If I were in the wild, my hibernation schedule would be one long, continuous sleep in my burrow for about three months, but I really like seeing Susie and the kids in the Ranger Rick Gallery, so I work some awake time into my winter schedule.

Around the middle of February, my routine starts to change a little bit, and by the spring and summer, I am one energetic mammal. They don’t call groundhogs “whistle-pigs” for nothing. I get up and moving around by 8 a.m. and have an exercise routine of running the ramps. Susie says I’m almost like a puppy or a kitten.
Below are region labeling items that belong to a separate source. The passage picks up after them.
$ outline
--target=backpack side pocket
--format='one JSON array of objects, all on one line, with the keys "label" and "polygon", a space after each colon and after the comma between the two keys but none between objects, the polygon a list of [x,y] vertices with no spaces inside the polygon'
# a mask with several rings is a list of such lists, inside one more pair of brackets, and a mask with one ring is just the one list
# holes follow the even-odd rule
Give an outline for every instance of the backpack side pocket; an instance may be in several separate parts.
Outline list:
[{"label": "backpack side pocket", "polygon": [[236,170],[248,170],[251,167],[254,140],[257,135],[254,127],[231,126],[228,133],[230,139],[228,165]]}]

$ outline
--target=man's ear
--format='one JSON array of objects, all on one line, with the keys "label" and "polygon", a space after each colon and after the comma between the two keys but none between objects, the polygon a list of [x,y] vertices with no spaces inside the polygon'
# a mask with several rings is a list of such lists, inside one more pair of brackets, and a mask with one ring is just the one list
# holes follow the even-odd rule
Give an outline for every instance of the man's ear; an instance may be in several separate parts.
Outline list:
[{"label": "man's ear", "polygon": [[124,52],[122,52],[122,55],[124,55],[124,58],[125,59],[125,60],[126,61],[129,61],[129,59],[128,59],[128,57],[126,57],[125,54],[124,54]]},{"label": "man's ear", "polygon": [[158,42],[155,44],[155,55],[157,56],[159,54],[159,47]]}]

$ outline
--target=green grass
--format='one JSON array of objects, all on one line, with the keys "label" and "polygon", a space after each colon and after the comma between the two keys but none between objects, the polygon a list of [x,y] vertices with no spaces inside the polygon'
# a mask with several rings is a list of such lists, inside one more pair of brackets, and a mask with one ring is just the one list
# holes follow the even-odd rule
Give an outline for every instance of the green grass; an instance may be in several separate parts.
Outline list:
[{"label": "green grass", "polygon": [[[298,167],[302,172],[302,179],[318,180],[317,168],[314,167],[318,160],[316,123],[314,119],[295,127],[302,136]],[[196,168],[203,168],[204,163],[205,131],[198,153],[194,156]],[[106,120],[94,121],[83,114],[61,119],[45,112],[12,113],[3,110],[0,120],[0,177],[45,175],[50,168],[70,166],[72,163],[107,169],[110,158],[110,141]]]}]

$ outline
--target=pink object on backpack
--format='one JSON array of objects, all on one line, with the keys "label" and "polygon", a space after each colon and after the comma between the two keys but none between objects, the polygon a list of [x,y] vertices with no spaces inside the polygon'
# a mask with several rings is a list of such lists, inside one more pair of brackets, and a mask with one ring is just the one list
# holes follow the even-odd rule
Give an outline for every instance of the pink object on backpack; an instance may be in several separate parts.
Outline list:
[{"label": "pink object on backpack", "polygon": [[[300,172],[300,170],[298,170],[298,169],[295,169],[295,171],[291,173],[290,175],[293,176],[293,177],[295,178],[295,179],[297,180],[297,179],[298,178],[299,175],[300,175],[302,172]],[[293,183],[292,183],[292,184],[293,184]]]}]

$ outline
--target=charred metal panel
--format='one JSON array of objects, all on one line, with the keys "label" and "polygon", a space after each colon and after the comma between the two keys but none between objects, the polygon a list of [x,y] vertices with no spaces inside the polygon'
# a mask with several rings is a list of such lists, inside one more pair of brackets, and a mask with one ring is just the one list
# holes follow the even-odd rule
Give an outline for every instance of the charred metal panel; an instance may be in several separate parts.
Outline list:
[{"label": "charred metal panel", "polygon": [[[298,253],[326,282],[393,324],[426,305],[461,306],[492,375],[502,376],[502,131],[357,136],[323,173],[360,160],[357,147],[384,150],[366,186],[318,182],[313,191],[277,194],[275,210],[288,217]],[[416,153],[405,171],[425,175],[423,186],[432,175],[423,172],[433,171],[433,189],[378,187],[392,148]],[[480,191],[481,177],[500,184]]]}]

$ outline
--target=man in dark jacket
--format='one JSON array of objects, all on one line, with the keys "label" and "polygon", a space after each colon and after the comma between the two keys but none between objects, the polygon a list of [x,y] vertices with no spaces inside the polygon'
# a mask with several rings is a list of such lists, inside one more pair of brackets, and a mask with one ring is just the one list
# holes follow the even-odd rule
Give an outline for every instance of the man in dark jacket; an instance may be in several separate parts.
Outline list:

Susie and I do a lot of training. We work on running through cardboard boxes and climbing up a series of logs. I also spend a lot of time training with different handlers so that I get used to interacting with other educators besides Susie.

As Chattanooga’s favorite groundhog, what public obligations do you have?

I do have an appearance schedule to maintain. For the most part, I interact with visitors of all ages in the Ranger Rick Gallery.

My fellow animal ambassadors and myself help people learn about our ecological roles in the wilderness. It’s especially informative in my case since I am a native of the Southeast region.

I typically demonstrate natural behaviors, like running through the boxes to mimic what I would do in a burrow. I had my trusty weatherboard with me for Groundhog Day, which, of course, is a staple wall hanging in every groundhog’s den.

Susie is so nice about giving me treats when we work together. When it’s cool outside, my taste buds are more inclined toward ripe bananas-but only the really ripe ones with the peel on. During the summer, I’m partial to sweet potatoes, kale and broccoli.

On Groundhog Day, how do you make your prediction?

I am a team player, so even though the national observance is called Groundhog Day, I consult with my friends at the aquarium. We like to be very thorough in our forecasting, and you’d be surprised who has a talent for the meteorologicaltrade.

First, I check in with Blinky the owl and then the trout. I also like to consult with the frog-if they croak three times in a row, it’s a short winter for sure. Even the butterflies and the stingrays can give me accurate feedback.

Ultimately, it is up to me to make the big announcement. This year, the news is good because we are in for an early spring.

Updated @ 3:52 p.m. on 2/4/13 to correct a typographical error.